Aber unser Verhalten ist nicht leicht zu entschuldigen, wir haben unsere Ehre und die des Hauses Arbiato besudelt. Daher sehen wir nur eine Möglichkeit, um die Ehre beider Seiten wieder herzustellen. Wir fordern euch, Wohlgeboren Alessandero, zum Duell auf das zweite Blut!
Morgen, kurz nach Sonnenaufgang erwarten wir euch an der alten Turmruine im nördlichen Weinberg.
Als Geforderter obliegt euch die Wahl der Waffen, als Sekundantin benennen wir Hochwürden Amene di Salsavûr, die, so es ihr genehm ist, auch darüber wachen wird, dass alles zum Gefallen der alveranischen Leuin vonstatten gehen wird.
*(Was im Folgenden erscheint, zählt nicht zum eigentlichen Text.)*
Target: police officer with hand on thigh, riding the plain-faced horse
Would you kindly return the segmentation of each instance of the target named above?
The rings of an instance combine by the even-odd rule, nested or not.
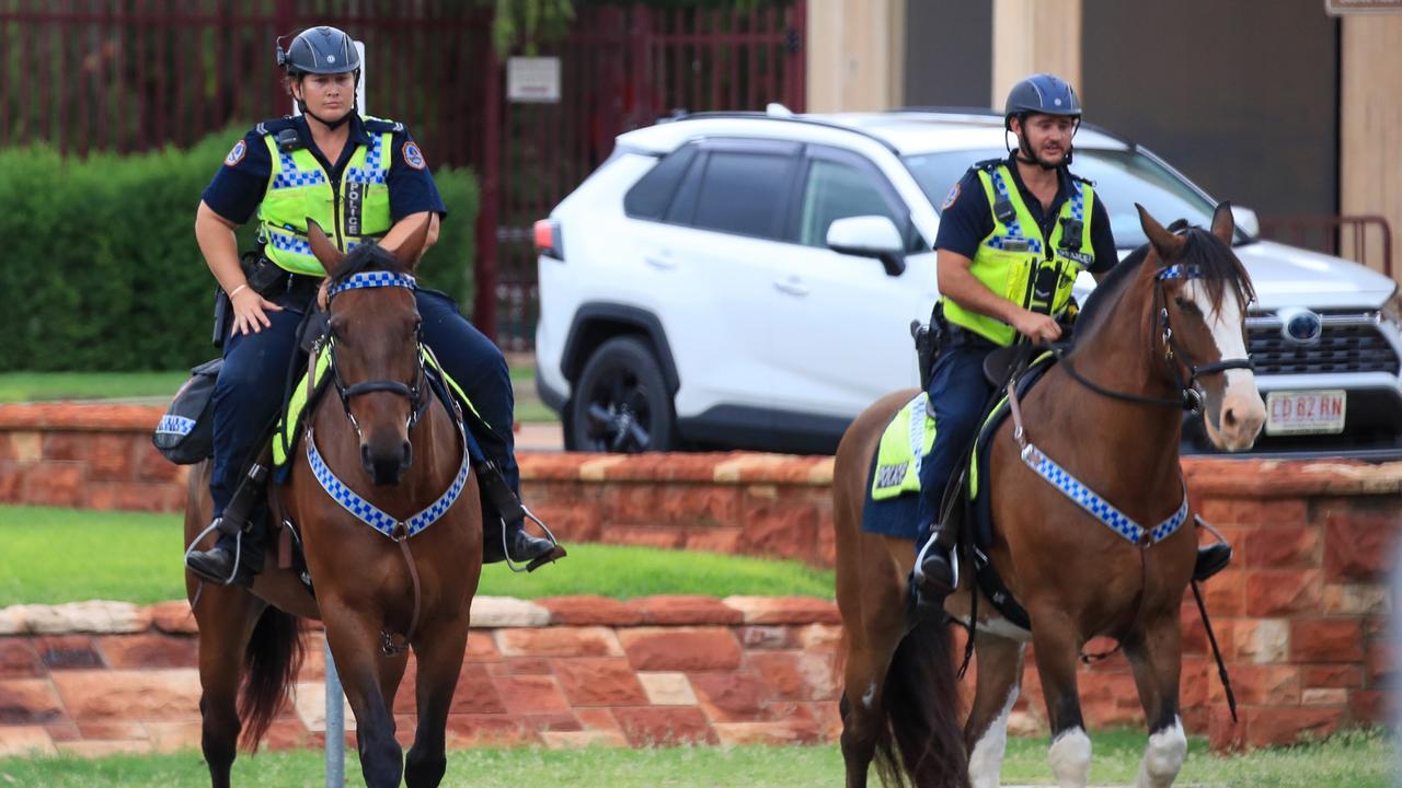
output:
[[[325,271],[307,243],[307,219],[327,229],[341,251],[367,241],[395,248],[428,220],[428,248],[447,213],[404,125],[360,116],[355,98],[360,55],[350,36],[332,27],[308,28],[286,52],[278,48],[278,63],[301,115],[258,123],[238,140],[195,216],[199,248],[231,311],[213,398],[216,520],[230,508],[243,468],[262,449],[297,351],[297,328],[325,286]],[[245,269],[234,227],[255,210],[259,251]],[[492,428],[494,435],[478,436],[479,443],[517,492],[512,386],[501,349],[447,296],[419,289],[415,300],[423,342]],[[262,565],[262,519],[254,512],[247,526],[220,529],[219,544],[189,552],[186,566],[215,582],[251,583]],[[486,538],[485,558],[499,561],[503,541],[516,562],[552,550],[550,540],[527,534],[522,524],[513,519],[505,523],[503,538]]]

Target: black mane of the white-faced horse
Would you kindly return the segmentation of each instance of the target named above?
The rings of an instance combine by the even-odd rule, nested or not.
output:
[[[1231,294],[1242,308],[1256,297],[1256,290],[1251,285],[1246,268],[1242,266],[1241,261],[1231,251],[1231,247],[1223,243],[1221,238],[1202,227],[1189,226],[1182,219],[1169,224],[1168,229],[1183,238],[1183,245],[1173,258],[1161,261],[1161,265],[1185,264],[1196,266],[1203,286],[1207,287],[1207,297],[1213,303],[1213,311],[1221,310],[1223,297],[1227,294],[1228,287],[1231,287]],[[1077,317],[1077,345],[1094,334],[1101,322],[1105,321],[1105,314],[1110,311],[1110,306],[1119,303],[1127,290],[1127,283],[1134,280],[1140,266],[1150,258],[1148,252],[1150,244],[1138,247],[1110,269],[1109,276],[1095,287],[1081,308],[1080,317]]]

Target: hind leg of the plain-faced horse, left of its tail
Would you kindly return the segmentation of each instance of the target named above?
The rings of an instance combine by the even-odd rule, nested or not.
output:
[[[229,787],[238,754],[238,683],[244,651],[264,604],[238,587],[205,583],[195,606],[199,623],[200,749],[215,788]]]

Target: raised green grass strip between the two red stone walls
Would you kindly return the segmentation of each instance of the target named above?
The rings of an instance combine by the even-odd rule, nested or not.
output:
[[[111,599],[149,604],[185,595],[182,517],[0,506],[0,607]],[[569,557],[530,575],[505,564],[478,593],[533,599],[660,593],[802,595],[831,599],[833,573],[795,561],[569,544]]]

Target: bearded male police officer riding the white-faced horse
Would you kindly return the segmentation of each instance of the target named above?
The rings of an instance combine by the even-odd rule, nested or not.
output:
[[[921,464],[917,519],[930,531],[914,572],[923,604],[938,604],[958,582],[958,534],[937,509],[991,394],[984,358],[1014,342],[1060,338],[1057,318],[1077,273],[1099,279],[1119,261],[1099,195],[1067,168],[1080,122],[1081,102],[1064,80],[1022,80],[1004,107],[1018,149],[974,164],[941,209],[935,266],[949,339],[930,379],[937,432]]]

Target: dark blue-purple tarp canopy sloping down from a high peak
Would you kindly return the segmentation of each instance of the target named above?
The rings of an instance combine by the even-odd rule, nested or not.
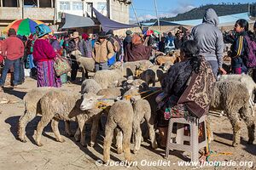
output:
[[[92,8],[92,9],[96,15],[97,20],[99,20],[99,22],[101,23],[103,31],[119,30],[119,29],[124,29],[124,28],[137,27],[137,25],[122,24],[117,21],[110,20],[110,19],[108,19],[108,17],[104,16],[99,11],[97,11],[95,8]]]

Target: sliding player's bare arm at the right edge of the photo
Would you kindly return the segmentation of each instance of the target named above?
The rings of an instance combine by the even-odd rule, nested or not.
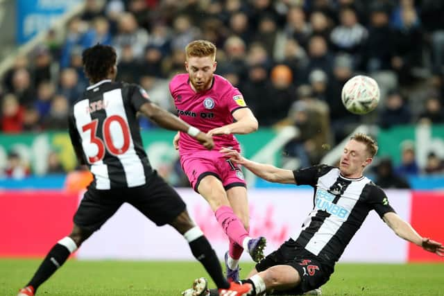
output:
[[[400,236],[400,238],[404,238],[404,240],[414,243],[415,245],[422,247],[422,249],[435,253],[438,256],[444,256],[444,246],[441,243],[420,236],[418,232],[416,232],[409,223],[402,220],[398,214],[388,212],[384,214],[383,219],[388,227],[393,229],[395,234]]]

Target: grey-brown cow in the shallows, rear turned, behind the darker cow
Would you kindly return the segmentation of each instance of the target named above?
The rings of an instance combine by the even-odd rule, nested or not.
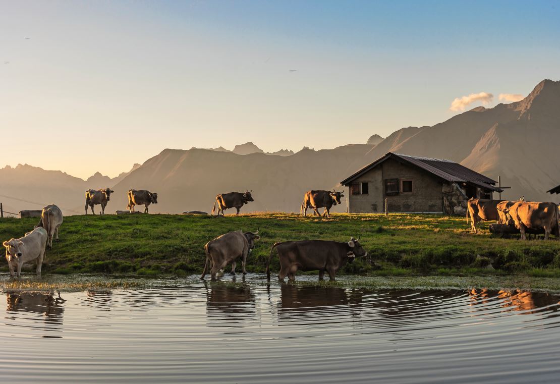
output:
[[[256,232],[229,232],[220,237],[214,238],[206,243],[204,251],[206,252],[206,262],[204,263],[204,270],[200,279],[204,279],[208,270],[208,263],[211,264],[210,274],[212,280],[216,280],[216,274],[222,268],[231,263],[231,275],[235,275],[236,259],[241,257],[241,268],[243,274],[246,274],[245,263],[247,256],[255,247],[255,241],[259,240],[260,236]]]

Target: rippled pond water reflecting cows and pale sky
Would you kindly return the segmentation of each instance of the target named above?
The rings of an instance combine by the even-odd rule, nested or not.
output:
[[[3,292],[0,381],[560,381],[559,296],[254,279]]]

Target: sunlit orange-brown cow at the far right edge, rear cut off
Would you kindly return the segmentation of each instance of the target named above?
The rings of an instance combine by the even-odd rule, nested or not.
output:
[[[560,237],[558,220],[560,211],[554,203],[516,202],[502,212],[511,218],[507,224],[513,224],[521,232],[521,240],[526,240],[526,228],[544,230],[544,240],[548,240],[550,233]]]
Und nun wollen wir uns der Versammlung freundlich empfehlen, an den Gründen unserer Abwesenheit hat sich wenig geändert. Als Vertreterin für die Interessen des Hauses della Pena ä.H. benennen wir unsere Tochter Lutisana.“
Sprachs, machte kehrt und verließ den Saal so überraschend, wie er zuvor erschienen war.